Hightown Housing Association is set to bring almost 900 affordable homes to its hometown Hemel Hempstead as part of its major investment in the ongoing transformation of the town.
Its aim is to provide affordable homes for those who cannot afford to buy or rent a home at market values in Hemel Hempstead, as well as providing care and support to vulnerable and disabled people.
To date, 467 affordable homes have been built since 2009, including the new Park Lane development on the site of the former Royal Mail sorting office, which opened earlier this year.
Plans are now in the pipeline for another 430 properties to be built in the Dacorum Borough Council area in the next five years, at a cost of £62m. These include 130 homes for rent and intermediate rent at Maylands Plaza, where work is now well underway.
This latest development will comprise two separate blocks of one and two bedroom flats, with 77 for affordable rent and 53 for intermediate rent. A public square will separate the two buildings.
Maylands will also include 10 shops, with a Sainsbury’s Local already confirmed and other high street names on the cards. Adeyfield Free Church has just exchanged on a lease for space in Block B.
A planning decision is expected soon for 87 one and two bedroom affordable flats at Viking House on Swallowdale Lane, just a mile away.
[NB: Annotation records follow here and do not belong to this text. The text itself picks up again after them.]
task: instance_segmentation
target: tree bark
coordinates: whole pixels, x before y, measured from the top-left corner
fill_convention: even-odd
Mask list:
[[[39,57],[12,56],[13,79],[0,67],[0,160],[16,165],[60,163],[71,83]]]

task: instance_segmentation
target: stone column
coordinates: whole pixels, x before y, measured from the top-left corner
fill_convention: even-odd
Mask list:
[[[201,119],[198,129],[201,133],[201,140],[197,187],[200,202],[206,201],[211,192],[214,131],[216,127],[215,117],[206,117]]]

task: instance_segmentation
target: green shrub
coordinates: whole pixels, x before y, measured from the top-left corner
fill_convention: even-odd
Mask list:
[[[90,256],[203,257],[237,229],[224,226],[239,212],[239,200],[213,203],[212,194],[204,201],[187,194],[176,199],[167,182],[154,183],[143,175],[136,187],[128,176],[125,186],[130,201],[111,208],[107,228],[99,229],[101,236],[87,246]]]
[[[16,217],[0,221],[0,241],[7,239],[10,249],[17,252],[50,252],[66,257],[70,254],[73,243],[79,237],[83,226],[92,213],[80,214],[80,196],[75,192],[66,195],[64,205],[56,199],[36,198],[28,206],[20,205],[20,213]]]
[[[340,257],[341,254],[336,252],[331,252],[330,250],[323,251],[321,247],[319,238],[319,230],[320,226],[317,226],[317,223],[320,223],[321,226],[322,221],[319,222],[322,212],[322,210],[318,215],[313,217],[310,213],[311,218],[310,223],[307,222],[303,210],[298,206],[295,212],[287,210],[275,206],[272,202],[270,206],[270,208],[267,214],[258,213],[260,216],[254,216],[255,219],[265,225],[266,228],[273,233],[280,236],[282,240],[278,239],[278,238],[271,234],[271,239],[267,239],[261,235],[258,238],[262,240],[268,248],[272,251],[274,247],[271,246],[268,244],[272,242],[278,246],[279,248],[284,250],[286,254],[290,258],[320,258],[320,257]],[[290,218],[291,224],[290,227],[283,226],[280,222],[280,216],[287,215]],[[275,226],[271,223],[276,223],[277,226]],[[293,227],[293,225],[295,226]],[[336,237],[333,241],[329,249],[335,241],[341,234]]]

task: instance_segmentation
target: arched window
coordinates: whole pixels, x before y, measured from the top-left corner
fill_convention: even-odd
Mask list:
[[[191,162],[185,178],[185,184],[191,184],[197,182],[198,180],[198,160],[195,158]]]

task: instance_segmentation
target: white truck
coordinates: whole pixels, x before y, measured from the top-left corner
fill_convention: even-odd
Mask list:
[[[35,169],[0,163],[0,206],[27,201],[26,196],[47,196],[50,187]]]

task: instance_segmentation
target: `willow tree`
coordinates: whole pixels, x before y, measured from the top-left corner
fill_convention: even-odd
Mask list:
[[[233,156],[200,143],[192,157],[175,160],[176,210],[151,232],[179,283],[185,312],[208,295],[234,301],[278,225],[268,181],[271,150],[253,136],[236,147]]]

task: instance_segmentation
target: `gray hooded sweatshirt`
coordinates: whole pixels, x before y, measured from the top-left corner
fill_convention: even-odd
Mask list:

Hightown Chief Executive David Bogle commented: “The Hemel Hempstead new town is now 60 years old and it needs further investment in its housing and infrastructure.
“The demand for affordable housing in the town is huge as property prices rise, pricing more and more people out of buying or renting on the open market. Our overall objective is to provide good quality affordable housing for those in our community, along with excellent services.”
Hightown has recently launched ‘Transforming Hemel Hempstead', a video (see above) which showcases the charitable organisation’s ongoing commitment to Hemel Hempstead. The video outlines the continued investment which Hightown has made in the town and the difference it has made to local communities.
Hemel Hempstead MP Mike Penning said: “Hightown are so crucial because they are the local team. They’re the people who know the community so well and they know what’s going on.
“That sort of forward-thinking can only be done by a housing association, with the help of the Council.”